Fast discovery of huge lists of character sequences, e.g. text sequence identification in documents using Go.
Fast, multi-lingual character sequence detection in plain text. This enables you to specify many known entities, such as lists of names, places, things, etc, and quickly detect them in sequences of text or documents. It is case insensitive, but retains the case of the detected text, so it can be further evaluated once detected.
Currently this is used to look for names, skills, etc. A database of ~500,000 entities can routinely be detected from ~2000 chars (~1 page) of text in ~15msec (single threaded). This is closer to 1msec for 20,000 entities, so depending on your application, this is quite fast and scales well with larger entity sets.
Entities can be added programatically or by CSV.

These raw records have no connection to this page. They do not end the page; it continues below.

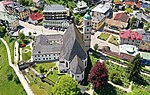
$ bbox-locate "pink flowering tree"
[88,62,108,89]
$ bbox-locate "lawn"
[47,70,64,83]
[22,51,32,61]
[3,33,16,62]
[108,35,119,46]
[98,33,110,41]
[90,55,150,95]
[33,62,56,74]
[26,71,53,95]
[0,41,26,95]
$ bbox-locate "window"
[87,22,90,25]
[66,62,68,67]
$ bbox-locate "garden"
[108,35,119,46]
[98,33,110,41]
[0,41,26,95]
[90,55,150,95]
[22,46,32,61]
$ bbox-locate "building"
[0,12,19,30]
[105,13,130,30]
[92,3,112,30]
[43,4,70,28]
[32,34,63,62]
[28,12,43,24]
[120,30,142,46]
[83,12,92,51]
[73,0,88,13]
[5,2,30,20]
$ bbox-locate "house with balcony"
[43,4,70,28]
[5,2,30,20]
[92,3,112,30]
[0,12,19,30]
[120,30,142,46]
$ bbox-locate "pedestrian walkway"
[0,38,34,95]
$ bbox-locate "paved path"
[14,41,19,64]
[0,38,34,95]
[91,31,119,52]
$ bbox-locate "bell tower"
[83,12,92,51]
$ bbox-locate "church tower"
[83,12,92,51]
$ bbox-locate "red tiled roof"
[29,13,43,20]
[125,1,135,6]
[114,1,123,5]
[2,1,14,5]
[120,30,142,40]
[114,13,130,23]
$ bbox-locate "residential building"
[32,34,63,62]
[28,12,43,24]
[0,12,19,30]
[43,4,70,28]
[5,2,30,20]
[92,3,112,30]
[73,0,88,13]
[105,13,130,30]
[120,30,142,46]
[83,12,92,51]
[59,24,87,81]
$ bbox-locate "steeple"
[83,11,92,51]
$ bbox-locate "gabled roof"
[32,34,63,55]
[70,55,84,74]
[114,13,130,23]
[29,12,43,20]
[60,24,87,61]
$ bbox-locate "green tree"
[7,74,13,81]
[94,44,98,51]
[0,26,6,37]
[128,54,142,81]
[53,75,80,95]
[18,33,26,40]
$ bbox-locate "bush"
[110,72,123,85]
[14,77,20,84]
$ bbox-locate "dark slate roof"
[60,24,87,61]
[70,55,84,74]
[43,4,66,12]
[32,34,63,55]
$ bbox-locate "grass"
[22,51,32,61]
[47,70,64,83]
[33,62,56,73]
[90,55,150,95]
[26,68,53,95]
[0,41,26,95]
[108,35,119,46]
[3,33,16,62]
[98,33,110,41]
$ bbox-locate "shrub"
[110,72,123,85]
[7,74,13,81]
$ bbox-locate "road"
[91,31,119,52]
[0,38,34,95]
[19,21,64,36]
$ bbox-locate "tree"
[18,33,26,40]
[53,75,80,95]
[88,61,108,89]
[128,54,142,81]
[94,44,98,51]
[7,74,13,81]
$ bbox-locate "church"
[32,13,92,81]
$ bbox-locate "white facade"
[32,53,60,61]
[83,18,92,51]
[70,71,84,81]
[28,17,38,24]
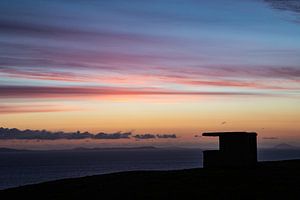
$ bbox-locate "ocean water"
[0,149,300,189]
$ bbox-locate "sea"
[0,148,300,190]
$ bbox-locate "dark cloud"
[265,0,300,14]
[0,127,177,140]
[133,133,177,140]
[132,134,156,140]
[92,132,131,139]
[263,137,279,140]
[0,86,264,98]
[156,134,177,139]
[0,127,131,140]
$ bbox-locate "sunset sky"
[0,0,300,148]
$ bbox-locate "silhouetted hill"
[0,160,300,200]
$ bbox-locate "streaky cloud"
[0,86,266,98]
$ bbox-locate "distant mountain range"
[0,146,158,152]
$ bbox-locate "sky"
[0,0,300,148]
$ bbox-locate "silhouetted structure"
[202,132,257,168]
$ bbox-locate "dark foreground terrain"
[0,160,300,199]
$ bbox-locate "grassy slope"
[0,160,300,199]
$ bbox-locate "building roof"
[202,131,257,137]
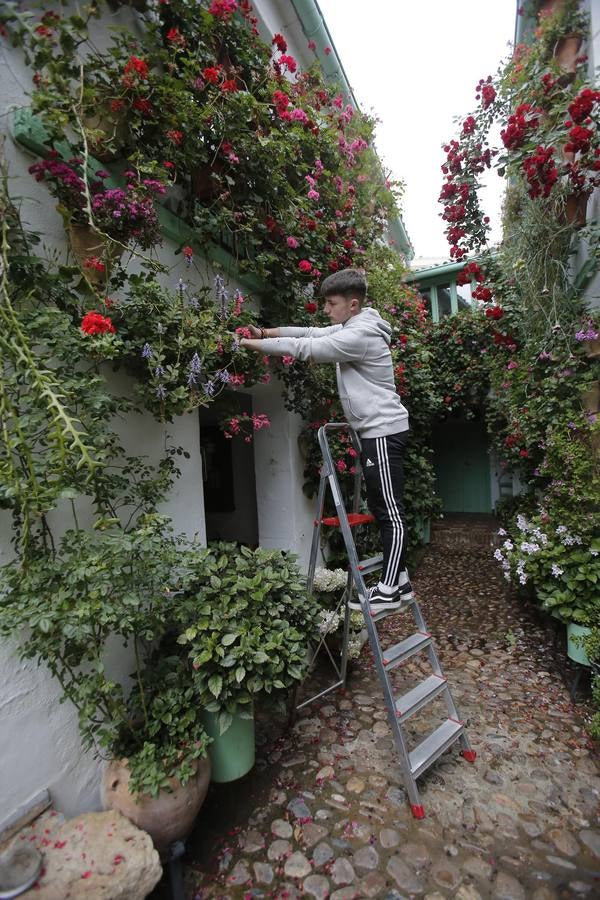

Currently it does not look at language structure. It is purely looking for known sequences.
It does not currently handle streams of text.
To start using fastentity, install Go and run go get
:
$ go get github.com/sajari/fastentity
package main
import (
"fmt"
"github.com/sajari/fastentity"
)
func main() {
str := []rune("日 本語. Jack was a Golang developer from sydney. San Francisco, USA... Or so they say.")
// Create a store
store := fastentity.New("locations", "jobTitles")
// Add single entities
store.Add("locations", []rune("San Francisco, USA"))
store.Add("jobTitles", []rune("golang developer"))
// Add multiple (note: You don't need to initialise each group, they will be auto created if they don't exist)
store.Add("skills", []rune("本語"), []rune("golang"))
results := store.FindAll(str)
for group, entities := range results {
fmt.Printf("Group: %s \n", group)
for _, entity := range entities {
fmt.Printf("\t-> %s\n", string(entity))
}
}
/* Prints
Group: locations
-> San Francisco, USA
Group: jobTitles
-> golang developer
Group: skills
-> 本語
*/
}
- Look at surrounding structure as part of identification
- Allow functions to be passed with each group detection, e.g. boolean check if first letter is a capital, etc
- Apply to streams of text
- Concurrency
You can save and load entity groups in CSV files. Each group is saved to it's own file. To load an entity set, point the store to the directory containing the entity files.
if store, err = fastentity.FromDir("path_to_load_csv_files"); err != nil {
fmt.Printf("Failed to load store: %v", err)
}
Same to save them
err:= store.Save("path_to_save_csv_files")